CAIRO, Aug 14, 2013 (AFP)
CAIRO, Aug 14, 2013 (AFP)
A snapshot follows of Wednesday’s developments in Egypt where a security crackdown on ousted president Mohamed Morsi’s supporters turned into a bloodbath which the authorities said cost almost 150 lives.
– Early in the morning, security forces backed by bulldozers move in on the two huge camps — Rabaa al-Adawiya and Al-Nahda Square in Cairo — where for more than a month thousands of Morsi supporters have been calling for his reinstatement, following his July 3 ouster by the army.
– Two hours after the start of the operation, the interior ministry says security forces have “total control” over the smaller of the two protest camps, Al-Nahda Square.
At Rabaa al-Adawiya, where access is denied to journalists who are not already in place, automatic gunfire and tear gas rain on the tent village.
– In the afternoon, an AFP journalist counts 124 bodies in three morgues at Rabaa al-Adawiya mosque and says many appear to have died from gunshot wounds.
Morsi’s Muslim Brotherhood movement says 2,200 people were killed and more than 10,000 injured, while the health ministry says 149 died across the country, including at least seven members of the security forces in Cairo where they say demonstrators opened fire on the police.
Among those killed is a veteran TV cameraman for Britain’s Sky News.
– The violence in Cairo sparks deadly clashes across the country, with the Brotherhood urging Egyptians to take to the streets to “stop a massacre” The authorities stop all train services in and out of Cairo to prevent supporters of the Islamist ousted toppled president from reassembling.
Clashes take place in different areas of Cairo and in other towns.
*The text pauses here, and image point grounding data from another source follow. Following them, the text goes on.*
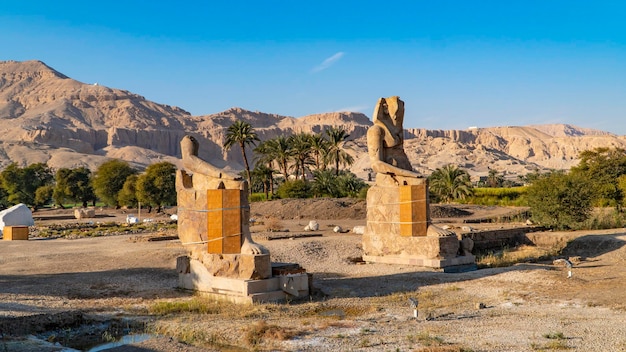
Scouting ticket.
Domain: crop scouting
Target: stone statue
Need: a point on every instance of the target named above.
(206, 176)
(385, 144)
(399, 229)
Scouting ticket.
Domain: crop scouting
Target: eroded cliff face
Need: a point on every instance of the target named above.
(46, 116)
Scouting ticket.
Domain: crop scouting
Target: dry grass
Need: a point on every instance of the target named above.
(258, 334)
(273, 225)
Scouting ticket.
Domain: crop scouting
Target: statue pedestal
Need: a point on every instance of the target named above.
(194, 275)
(213, 217)
(399, 230)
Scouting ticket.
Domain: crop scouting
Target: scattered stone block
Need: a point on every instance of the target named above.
(84, 213)
(312, 226)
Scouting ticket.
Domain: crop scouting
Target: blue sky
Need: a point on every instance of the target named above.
(455, 63)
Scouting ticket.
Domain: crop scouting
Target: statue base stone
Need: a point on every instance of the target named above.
(399, 230)
(225, 279)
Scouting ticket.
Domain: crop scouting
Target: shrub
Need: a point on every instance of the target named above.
(294, 189)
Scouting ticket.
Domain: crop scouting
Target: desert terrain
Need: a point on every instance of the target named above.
(54, 119)
(76, 291)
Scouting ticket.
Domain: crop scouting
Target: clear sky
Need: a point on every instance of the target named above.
(455, 63)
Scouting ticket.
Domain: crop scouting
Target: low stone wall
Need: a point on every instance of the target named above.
(497, 239)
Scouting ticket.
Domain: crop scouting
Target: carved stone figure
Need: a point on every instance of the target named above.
(399, 229)
(214, 226)
(205, 176)
(385, 140)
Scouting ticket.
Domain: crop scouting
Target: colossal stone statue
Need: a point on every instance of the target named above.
(399, 229)
(385, 140)
(213, 225)
(206, 176)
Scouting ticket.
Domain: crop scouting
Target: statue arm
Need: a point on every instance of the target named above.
(197, 165)
(375, 137)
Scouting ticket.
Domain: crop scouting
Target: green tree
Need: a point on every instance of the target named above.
(263, 175)
(43, 195)
(109, 179)
(4, 202)
(450, 183)
(22, 183)
(294, 189)
(336, 138)
(157, 185)
(73, 185)
(325, 184)
(242, 134)
(621, 184)
(279, 150)
(559, 200)
(265, 157)
(301, 149)
(494, 179)
(319, 150)
(602, 167)
(128, 194)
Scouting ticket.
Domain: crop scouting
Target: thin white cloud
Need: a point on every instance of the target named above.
(328, 62)
(356, 108)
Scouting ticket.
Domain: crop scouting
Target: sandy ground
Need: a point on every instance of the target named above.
(518, 308)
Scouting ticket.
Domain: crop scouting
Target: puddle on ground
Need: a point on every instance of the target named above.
(125, 340)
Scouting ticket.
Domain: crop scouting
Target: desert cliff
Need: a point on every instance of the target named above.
(48, 117)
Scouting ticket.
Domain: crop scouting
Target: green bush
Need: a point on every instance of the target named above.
(294, 189)
(503, 196)
(257, 197)
(559, 200)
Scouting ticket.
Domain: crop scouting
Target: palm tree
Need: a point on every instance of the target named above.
(263, 174)
(336, 138)
(494, 179)
(242, 133)
(319, 149)
(266, 156)
(325, 184)
(449, 183)
(301, 149)
(280, 151)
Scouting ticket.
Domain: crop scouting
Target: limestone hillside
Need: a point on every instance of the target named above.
(48, 117)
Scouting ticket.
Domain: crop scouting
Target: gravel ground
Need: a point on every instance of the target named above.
(356, 306)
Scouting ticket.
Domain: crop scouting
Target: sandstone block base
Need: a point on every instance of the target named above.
(399, 230)
(193, 275)
(238, 266)
(14, 233)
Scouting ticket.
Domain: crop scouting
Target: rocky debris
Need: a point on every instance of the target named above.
(84, 213)
(358, 230)
(312, 226)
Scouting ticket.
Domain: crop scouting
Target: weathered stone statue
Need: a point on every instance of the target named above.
(399, 229)
(385, 142)
(213, 224)
(205, 176)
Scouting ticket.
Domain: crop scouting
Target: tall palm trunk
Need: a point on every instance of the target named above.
(245, 162)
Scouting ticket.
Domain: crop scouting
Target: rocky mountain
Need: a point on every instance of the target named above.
(48, 117)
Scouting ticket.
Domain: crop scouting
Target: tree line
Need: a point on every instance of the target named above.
(115, 183)
(297, 166)
(557, 199)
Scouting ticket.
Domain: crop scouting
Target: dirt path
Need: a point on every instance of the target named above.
(526, 307)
In the second city of Alexandria tear gas canisters rain down on a pro-Morsi march in the Sharq neighbourhood, amid repeated bursts of automatic gunfire.
In the central provinces of Menya and Sohag Morsi supporters torch Coptic Christian churches.
– The authorities declare a month-long state of emergency and a night-time curfew in Cairo and 13 other provinces.
– Egyptian vice president and Nobel laureate Mohamed ElBaradei announces his resignation. The imam of Al-Azhar, Sunni Islam’s main seat of learning, distances himself from the crackdown.
– In early evening, hundreds of supporters of Morsi are given safe passage out of the Rabaa al-Adawiya encampment through a security corridor. A security official says government forces are in “total control” of the camp and that clashes have ended.
– UN chief Ban Ki-moon “condemns in the strongest terms the violence today in Cairo that occurred when Egyptian security services used force” against demonstrators.
The White House “strongly condemns” the violence and opposes the imposition of a state of emergency. European Union foreign affairs chief Catherine Ashton urges “utmost restraint” from Egypt’s security forces. Turkey brands the crackdown as “unacceptable.”